LMAO, you tell him Greg! 

Rich you want to add that water slowly which I'm sure you know. Depending how large your press is, after the first press we remove the lid, knock down the cake from the sides and fill 'er back up with more grapes instead of cleaning it out every time. Each load getting two presses (30psi and then 25 psi). Ours is quite old and pictured below.


----------



## Runningwolf (Sep 14, 2012)

grapeman said:


> I did get pictures and even some video, but just too tired out after the long hard days while battling kidney stones at the same time. I'm getting a bit anemic from all the blood loss and the danged nurse I spoke with today said I need to wait until Tuesday for painkillers until my next doctors appointment........................The sonogram probe yesterday really hurt when the tech pushed on the kidney and that made the blood loss worse.


 
WOW that's the pits! Been there done that. Hope you're feeling better soon.


----------



## GreginND (Sep 14, 2012)

grapeman said:


> I did get pictures and even some video, but just too tired out after the long hard days while battling kidney stones at the same time. I'm getting a bit anemic from all the blood loss and the danged nurse I spoke with today said I need to wait until Tuesday for painkillers until my next doctors appointment........................The sonogram probe yesterday really hurt when the tech pushed on the kidney and that made the blood loss worse.

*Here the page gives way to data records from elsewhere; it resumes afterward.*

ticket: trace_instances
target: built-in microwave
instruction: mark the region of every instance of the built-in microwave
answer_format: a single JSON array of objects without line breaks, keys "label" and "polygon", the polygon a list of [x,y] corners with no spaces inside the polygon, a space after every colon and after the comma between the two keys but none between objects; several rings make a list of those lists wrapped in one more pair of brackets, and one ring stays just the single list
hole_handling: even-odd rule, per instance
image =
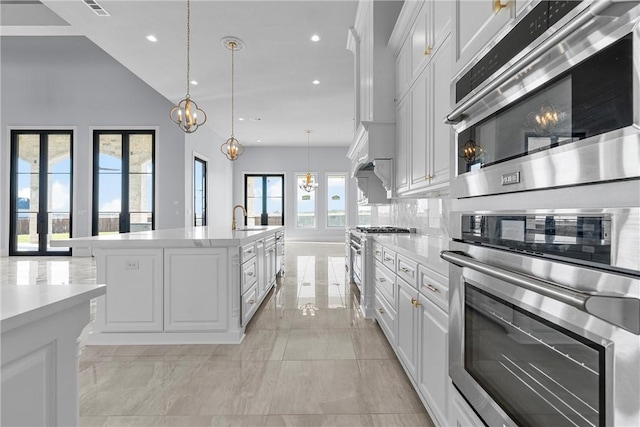
[{"label": "built-in microwave", "polygon": [[452,82],[455,198],[640,177],[640,3],[542,1]]}]

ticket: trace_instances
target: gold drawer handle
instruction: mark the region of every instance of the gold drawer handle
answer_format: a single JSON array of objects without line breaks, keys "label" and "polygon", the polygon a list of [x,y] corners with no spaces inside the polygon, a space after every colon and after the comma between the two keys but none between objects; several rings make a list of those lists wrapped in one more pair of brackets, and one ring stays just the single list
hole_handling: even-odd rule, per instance
[{"label": "gold drawer handle", "polygon": [[254,299],[250,299],[249,300],[249,304],[255,304],[255,303],[256,303],[256,300],[254,300]]},{"label": "gold drawer handle", "polygon": [[493,13],[497,15],[507,6],[509,6],[509,0],[493,0]]},{"label": "gold drawer handle", "polygon": [[247,276],[253,276],[253,271],[248,272]]},{"label": "gold drawer handle", "polygon": [[427,48],[424,50],[424,56],[431,55],[431,51],[432,50],[433,50],[433,48],[431,46],[427,46]]},{"label": "gold drawer handle", "polygon": [[409,270],[407,267],[400,267],[400,270],[402,270],[405,273],[410,272],[411,270]]},{"label": "gold drawer handle", "polygon": [[376,251],[376,255],[380,255],[380,254],[381,254],[381,252],[380,252],[380,251]]},{"label": "gold drawer handle", "polygon": [[420,307],[420,306],[422,305],[422,304],[420,304],[420,301],[418,301],[418,300],[417,300],[417,299],[415,299],[415,298],[411,298],[411,304],[412,304],[415,308],[418,308],[418,307]]},{"label": "gold drawer handle", "polygon": [[431,292],[440,292],[440,289],[432,285],[427,285],[427,289],[429,289]]},{"label": "gold drawer handle", "polygon": [[252,254],[253,253],[253,249],[247,251],[248,254]]},{"label": "gold drawer handle", "polygon": [[384,283],[384,282],[386,282],[385,278],[384,278],[384,277],[381,277],[381,278],[380,278],[380,283]]},{"label": "gold drawer handle", "polygon": [[393,258],[389,258],[389,257],[385,257],[384,260],[393,262]]},{"label": "gold drawer handle", "polygon": [[383,310],[383,309],[381,309],[381,308],[379,308],[379,309],[378,309],[378,312],[379,312],[380,314],[384,314],[384,310]]}]

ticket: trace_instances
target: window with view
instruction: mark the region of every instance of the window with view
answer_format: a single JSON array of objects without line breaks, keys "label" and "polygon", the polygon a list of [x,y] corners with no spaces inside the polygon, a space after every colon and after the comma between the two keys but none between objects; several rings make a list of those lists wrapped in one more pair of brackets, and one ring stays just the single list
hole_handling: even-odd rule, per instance
[{"label": "window with view", "polygon": [[327,175],[327,227],[347,225],[347,176]]},{"label": "window with view", "polygon": [[[317,181],[312,174],[314,182]],[[296,175],[296,226],[299,228],[314,228],[316,226],[316,192],[306,192],[298,184],[306,178],[306,175]]]}]

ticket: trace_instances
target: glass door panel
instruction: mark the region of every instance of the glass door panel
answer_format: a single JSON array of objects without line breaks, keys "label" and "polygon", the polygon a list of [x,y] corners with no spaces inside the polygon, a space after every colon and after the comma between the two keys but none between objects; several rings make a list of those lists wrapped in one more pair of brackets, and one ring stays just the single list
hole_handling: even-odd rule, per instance
[{"label": "glass door panel", "polygon": [[193,225],[207,225],[207,162],[193,161]]},{"label": "glass door panel", "polygon": [[260,225],[262,218],[262,176],[245,177],[247,224]]},{"label": "glass door panel", "polygon": [[268,225],[284,225],[283,213],[283,176],[267,176],[267,216]]},{"label": "glass door panel", "polygon": [[16,130],[11,141],[10,255],[70,254],[50,241],[71,236],[71,133]]},{"label": "glass door panel", "polygon": [[129,231],[152,229],[153,135],[129,135]]},{"label": "glass door panel", "polygon": [[284,175],[245,175],[246,225],[284,225]]},{"label": "glass door panel", "polygon": [[119,233],[122,212],[122,135],[99,135],[97,175],[97,188],[94,182],[94,200],[95,193],[98,195],[97,224],[94,212],[93,234],[102,236]]}]

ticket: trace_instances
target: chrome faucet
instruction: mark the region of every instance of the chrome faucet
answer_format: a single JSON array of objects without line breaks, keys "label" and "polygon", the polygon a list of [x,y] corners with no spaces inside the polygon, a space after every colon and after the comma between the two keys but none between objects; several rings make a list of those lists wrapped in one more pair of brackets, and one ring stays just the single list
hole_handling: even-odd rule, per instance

Oh man. Take care. Hope you get that resolved quickly. Kidney stones really suck.


----------



## grapeman (Sep 14, 2012)

I'm sure it will be worked out in the end or at least at the end like they always have been. Getting too many to count now..... Batting about 1 in 4 to need removal by the doctor. One of the main reasons I bought the new press. The old ratchet press just beat me up too badly.


----------



## ibglowin (Sep 15, 2012)

Take care of yourself Rich!


----------



## Wade E (Sep 16, 2012)

Oh I feel your pain Rich. I used to get a lot of kidney stones when I was younger! I havent yad any in years now thank God. I stopped drinking a lot of milk and drink a lot of citrus juice to alleviate it and irs worked really good for me.


----------



## ceramicbrad (Nov 19, 2013)

*Lancman Press Apple Bushel Capacity seems wrong on Oesco website as of 11/19/2013*

Grapeman:


****
Hi I believe the bushel capacity is wrong as listed on the Oesco website for all models.(see http://www.oescoinc.com/orchard-nursery/lancman-water-presses/lancman-vspi-x250-water-operated-bladder-press.html
Take for example the 250L model...
1 bushel = 35.2 Liters. 

http://en.wikipedia.org/wiki/Dry_measure

or see the conversion:
http://www.traditionaloven.com/culinary-arts/volume/convert-liter-l-to-bushel-bu-us.html


Therefore, 250L/35.2L = 7 Bushels about half of what they post on their website...
I have emailed them but they have not responded yet..
My 90L bladder press only holds about 2.5 bushels of apples(crushed) and this makes sense: 90L/35L =2.5 Bushels
...
Brad Harper, Sparta, Wisconsin


----------



## grapeman (Nov 20, 2013)

I can't speak for the company so I don't know for sure, but I assume they are giving the capacity of bushels of fresh apples that can be added to the press after grinding. There is a lot of air space between the apples that will be eliminated upon grinding. In other words you could begin with 10 bushels of apples, grind them and have it all fit in the press. For example this year we took 20 bushels of apples and ground them. They easily fit in two pressings.


----------



## ceramicbrad (Nov 20, 2013)

*Dry Measure to Wet Measure*

10 bushels of crushed apples fit into the press? Perhaps there is a dry to wet conversion needed.That is interesting. What type of consistency do you have coming out of the crusher(scratter)? Better yet could you let me know what brand of crusher you use? Mine is an E.C. Krause stainless.http://www.eckraus.com/stainless-steel-fruit-crusher.html

I crushed about 10 bushels a few days ago and could only fit about 2.5 bu in my 90L Speidel press. Of course I did not try and jam them in the press. I will attach a photo of the size of the material after it was pressed. Note that the whole apples and some of the larger chunks were rejects not put in the crusher.


----------



## grapeman (Nov 21, 2013)

What might make a difference could be the fact that we let the crushed fruit macerate with some pectic enzyme and then some yeast for a few days. The resulting mash is then pressed out and fermentation continued. I think you might be asking for a concrete answer when there really isn't one for all situations. 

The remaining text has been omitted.